Ехать по дороге посреди вражеской территории было немного нервно, особенно, после того, как мы долгое время ползли через лес, даже не показываясь в таких людных местах. Особенно нервно было ехать с тремя телегами краденого. Особенно краденого у испанской короны.
У испанцев разговор с пиратами короткий. До концепции судебного делопроизводства, присяжных, адвокатов и презумпции невиновности тут, конечно, уже дошли, но заморачиваться с этим никто не станет, повесят на ближайшем дереве. Мы несколько раз видели таких бедолаг, и присоединяться к ним не хотелось. И даже если нас будут судить по закону, то наша судьба тоже окажется очень короткой и незавидной. Сожгут на костре под смех улюлюкающей толпы, а гореть, это, наверное, очень больно.
В общем, настроение у меня было мрачное, и как-то само собой оно передалось всей команде, хотя никаких предпосылок к тому не было. Мы пока не встретили ни единой живой души.
— А побыстрее можем? — хмуро спросил я.
— Лучше не надо, — брякнул Рябой. — Дорога так себе, не приведи Господь, ось сломается или колесо.
— Ну да, лучше не надо, — хмыкнул я.
Запаски у нас не было. Да и лучше бы нам не останавливаться нигде, увезти этот проклятый порох, погрузить на корабль, получить свои денежки и рвать когти отсюда куда-нибудь подальше, пока в Сантьяго-де-Кабальерос не всполошились.
А в том, что испанцы рано или поздно забьют тревогу, я нисколько не сомневался.
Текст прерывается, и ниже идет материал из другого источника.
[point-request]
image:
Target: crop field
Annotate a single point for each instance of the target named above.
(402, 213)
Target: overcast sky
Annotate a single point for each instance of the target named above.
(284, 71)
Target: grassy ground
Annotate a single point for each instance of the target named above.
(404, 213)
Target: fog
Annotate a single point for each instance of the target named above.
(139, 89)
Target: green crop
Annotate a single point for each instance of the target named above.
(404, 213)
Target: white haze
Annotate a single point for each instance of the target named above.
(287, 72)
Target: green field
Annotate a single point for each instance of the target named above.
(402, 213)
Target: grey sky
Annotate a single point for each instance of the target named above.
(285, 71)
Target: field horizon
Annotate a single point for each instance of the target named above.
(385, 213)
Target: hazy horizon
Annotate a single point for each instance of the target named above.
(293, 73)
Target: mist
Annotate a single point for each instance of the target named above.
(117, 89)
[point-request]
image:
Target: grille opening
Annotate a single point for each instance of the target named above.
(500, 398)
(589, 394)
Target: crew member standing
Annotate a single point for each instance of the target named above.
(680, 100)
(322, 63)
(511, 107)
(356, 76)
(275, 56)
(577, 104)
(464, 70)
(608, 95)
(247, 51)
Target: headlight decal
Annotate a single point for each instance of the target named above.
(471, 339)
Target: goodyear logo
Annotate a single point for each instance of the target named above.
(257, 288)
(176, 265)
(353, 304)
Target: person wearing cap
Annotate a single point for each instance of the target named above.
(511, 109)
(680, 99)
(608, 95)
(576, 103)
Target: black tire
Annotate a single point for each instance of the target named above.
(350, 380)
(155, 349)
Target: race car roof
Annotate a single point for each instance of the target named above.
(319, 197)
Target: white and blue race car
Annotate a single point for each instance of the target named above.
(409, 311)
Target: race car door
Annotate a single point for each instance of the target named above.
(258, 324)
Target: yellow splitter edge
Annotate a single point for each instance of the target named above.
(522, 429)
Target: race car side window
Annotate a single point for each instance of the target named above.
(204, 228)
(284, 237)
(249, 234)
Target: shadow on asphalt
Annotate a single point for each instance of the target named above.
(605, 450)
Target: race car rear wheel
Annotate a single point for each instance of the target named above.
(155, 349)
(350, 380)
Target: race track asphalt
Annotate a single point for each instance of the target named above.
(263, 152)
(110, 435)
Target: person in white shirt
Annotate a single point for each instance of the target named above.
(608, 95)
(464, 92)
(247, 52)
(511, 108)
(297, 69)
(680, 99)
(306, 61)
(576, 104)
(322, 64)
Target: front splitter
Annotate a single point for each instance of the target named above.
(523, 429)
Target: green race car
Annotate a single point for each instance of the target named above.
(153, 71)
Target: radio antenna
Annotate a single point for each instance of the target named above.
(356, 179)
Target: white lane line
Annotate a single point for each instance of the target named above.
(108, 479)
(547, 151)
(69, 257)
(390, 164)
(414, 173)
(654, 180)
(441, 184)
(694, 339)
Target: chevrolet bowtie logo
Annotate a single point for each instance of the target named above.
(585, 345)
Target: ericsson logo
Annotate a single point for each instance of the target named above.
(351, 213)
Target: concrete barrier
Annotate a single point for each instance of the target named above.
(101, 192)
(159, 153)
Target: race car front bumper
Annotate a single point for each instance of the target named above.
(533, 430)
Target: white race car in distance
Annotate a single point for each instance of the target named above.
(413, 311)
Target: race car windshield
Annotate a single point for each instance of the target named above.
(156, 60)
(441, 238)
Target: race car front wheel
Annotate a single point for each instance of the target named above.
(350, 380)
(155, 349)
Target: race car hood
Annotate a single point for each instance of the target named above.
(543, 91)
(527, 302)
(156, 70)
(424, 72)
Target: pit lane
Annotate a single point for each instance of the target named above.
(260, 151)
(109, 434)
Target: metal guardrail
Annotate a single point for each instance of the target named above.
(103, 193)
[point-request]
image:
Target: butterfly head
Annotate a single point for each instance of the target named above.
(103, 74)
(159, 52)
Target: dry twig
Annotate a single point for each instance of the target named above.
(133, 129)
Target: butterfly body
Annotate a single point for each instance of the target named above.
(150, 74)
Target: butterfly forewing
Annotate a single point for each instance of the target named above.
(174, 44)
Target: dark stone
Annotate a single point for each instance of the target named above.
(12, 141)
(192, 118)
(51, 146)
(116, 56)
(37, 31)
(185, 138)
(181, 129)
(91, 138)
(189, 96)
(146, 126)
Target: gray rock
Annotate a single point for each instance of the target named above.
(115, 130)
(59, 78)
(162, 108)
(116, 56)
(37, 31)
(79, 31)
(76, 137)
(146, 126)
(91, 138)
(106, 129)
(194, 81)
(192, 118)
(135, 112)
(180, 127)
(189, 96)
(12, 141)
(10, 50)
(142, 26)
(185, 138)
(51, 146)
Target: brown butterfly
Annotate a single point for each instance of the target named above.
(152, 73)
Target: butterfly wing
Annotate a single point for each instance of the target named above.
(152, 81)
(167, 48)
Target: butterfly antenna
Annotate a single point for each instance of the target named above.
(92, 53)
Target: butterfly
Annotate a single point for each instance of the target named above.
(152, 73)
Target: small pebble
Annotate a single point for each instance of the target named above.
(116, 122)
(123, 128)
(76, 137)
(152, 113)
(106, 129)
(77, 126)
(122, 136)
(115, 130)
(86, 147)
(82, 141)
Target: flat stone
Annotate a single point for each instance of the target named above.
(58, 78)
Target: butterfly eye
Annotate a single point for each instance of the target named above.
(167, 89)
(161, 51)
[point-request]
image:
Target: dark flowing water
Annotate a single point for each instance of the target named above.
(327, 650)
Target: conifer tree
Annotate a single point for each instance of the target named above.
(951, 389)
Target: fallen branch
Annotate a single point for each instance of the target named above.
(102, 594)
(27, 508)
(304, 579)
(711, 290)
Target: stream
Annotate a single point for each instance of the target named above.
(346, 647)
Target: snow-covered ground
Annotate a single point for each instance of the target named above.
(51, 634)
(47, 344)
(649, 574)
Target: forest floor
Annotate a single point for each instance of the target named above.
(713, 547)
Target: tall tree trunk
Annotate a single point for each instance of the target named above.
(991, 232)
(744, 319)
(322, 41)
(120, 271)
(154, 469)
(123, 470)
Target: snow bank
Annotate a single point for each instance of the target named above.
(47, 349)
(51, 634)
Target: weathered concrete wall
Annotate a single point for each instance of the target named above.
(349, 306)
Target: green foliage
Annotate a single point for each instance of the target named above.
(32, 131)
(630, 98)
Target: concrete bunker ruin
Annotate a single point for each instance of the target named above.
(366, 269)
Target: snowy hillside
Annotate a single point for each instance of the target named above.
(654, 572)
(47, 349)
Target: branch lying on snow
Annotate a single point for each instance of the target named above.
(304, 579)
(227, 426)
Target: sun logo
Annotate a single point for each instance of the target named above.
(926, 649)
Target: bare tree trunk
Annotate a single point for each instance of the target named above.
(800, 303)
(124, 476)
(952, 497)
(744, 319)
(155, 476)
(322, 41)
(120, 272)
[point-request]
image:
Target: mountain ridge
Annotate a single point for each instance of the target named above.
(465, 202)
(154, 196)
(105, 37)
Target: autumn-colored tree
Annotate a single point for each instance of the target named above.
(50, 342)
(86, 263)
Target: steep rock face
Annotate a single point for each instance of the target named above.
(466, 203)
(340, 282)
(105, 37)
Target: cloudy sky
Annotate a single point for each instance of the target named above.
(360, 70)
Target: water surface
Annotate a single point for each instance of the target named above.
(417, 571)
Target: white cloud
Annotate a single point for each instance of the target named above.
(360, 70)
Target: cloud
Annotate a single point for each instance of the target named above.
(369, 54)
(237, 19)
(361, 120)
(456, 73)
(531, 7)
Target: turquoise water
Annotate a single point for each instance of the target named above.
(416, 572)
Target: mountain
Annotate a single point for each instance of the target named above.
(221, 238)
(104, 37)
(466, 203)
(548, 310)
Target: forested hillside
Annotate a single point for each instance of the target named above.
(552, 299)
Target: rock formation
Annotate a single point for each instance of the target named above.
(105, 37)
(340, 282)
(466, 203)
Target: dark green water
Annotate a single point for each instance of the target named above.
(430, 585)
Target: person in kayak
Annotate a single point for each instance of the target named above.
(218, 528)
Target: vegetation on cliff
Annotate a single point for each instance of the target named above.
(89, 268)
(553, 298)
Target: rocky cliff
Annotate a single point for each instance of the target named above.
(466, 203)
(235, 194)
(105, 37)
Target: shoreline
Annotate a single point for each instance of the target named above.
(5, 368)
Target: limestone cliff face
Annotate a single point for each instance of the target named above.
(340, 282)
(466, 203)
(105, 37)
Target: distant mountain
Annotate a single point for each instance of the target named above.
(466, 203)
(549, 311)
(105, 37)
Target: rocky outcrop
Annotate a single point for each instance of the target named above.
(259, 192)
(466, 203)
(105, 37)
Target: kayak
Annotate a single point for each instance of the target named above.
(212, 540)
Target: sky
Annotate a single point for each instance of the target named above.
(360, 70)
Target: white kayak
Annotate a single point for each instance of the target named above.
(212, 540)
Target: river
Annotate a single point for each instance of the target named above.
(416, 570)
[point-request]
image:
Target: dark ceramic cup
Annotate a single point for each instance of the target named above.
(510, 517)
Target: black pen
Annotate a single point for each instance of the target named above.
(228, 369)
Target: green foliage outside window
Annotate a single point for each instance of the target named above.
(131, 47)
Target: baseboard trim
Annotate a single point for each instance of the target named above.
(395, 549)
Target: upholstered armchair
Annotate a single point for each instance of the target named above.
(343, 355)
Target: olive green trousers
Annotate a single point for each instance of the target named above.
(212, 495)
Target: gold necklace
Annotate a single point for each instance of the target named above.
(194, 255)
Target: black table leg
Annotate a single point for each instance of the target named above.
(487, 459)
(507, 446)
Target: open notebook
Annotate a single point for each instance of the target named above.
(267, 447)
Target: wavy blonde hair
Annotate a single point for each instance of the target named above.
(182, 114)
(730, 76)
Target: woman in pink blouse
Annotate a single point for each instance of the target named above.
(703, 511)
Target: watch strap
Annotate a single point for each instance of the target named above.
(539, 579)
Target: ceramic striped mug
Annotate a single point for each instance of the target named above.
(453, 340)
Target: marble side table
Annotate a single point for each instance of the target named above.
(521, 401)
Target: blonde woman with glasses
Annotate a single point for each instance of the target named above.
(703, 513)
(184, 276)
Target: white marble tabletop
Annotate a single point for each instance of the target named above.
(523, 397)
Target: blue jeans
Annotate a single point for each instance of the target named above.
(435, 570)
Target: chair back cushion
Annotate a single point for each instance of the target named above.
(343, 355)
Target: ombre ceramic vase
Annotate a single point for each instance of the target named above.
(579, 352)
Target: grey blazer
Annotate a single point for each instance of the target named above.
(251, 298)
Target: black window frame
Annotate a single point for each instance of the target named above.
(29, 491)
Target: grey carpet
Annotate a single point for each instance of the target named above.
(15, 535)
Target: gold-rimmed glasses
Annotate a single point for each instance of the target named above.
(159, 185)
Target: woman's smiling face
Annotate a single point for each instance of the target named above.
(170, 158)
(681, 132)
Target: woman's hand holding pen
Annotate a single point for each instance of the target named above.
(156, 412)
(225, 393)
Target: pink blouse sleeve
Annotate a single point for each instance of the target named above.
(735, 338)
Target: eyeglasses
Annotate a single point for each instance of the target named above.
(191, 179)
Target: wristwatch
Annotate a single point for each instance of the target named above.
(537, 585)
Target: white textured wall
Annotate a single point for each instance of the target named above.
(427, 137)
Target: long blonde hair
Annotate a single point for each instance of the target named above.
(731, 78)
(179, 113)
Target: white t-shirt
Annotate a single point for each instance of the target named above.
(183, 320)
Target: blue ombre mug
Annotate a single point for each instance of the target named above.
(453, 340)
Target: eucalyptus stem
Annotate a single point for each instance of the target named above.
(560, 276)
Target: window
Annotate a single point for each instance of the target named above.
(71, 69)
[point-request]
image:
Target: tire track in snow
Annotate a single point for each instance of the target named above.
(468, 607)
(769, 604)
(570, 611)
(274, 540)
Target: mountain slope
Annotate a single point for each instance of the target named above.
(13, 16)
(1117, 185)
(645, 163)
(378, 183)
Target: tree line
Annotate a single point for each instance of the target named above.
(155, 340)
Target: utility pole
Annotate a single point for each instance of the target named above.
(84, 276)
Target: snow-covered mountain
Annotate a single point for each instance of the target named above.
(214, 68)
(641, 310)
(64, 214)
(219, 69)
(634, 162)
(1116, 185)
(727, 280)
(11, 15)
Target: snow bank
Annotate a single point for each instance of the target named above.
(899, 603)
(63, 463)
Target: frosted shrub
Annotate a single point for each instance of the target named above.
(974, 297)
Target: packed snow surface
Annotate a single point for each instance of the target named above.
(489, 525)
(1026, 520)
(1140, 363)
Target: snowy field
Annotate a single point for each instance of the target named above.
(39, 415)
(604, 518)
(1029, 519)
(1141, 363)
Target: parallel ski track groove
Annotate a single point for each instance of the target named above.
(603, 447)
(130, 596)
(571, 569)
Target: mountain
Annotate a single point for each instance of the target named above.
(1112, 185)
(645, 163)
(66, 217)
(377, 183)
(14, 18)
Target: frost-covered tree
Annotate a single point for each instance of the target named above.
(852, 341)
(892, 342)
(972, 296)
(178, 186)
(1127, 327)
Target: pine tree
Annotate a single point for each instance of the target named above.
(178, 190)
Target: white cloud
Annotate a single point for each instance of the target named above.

Ехать из одного города в другой не так уж и долго, гарнизон Сантьяго наверняка в курсе, что скоро к ним доставят боеприпасы и оружие. Опоздание на один-два часа они ещё смогут понять. Испанская сиеста, все дела, да и мало ли что может задержать караван в дороге. Опоздание на три-четыре часа их разозлит и заставит нервничать. После шести часов они пойдут искать, а следы от трёх телег заметит любой дурак, даже если он никогда не умел читать следы.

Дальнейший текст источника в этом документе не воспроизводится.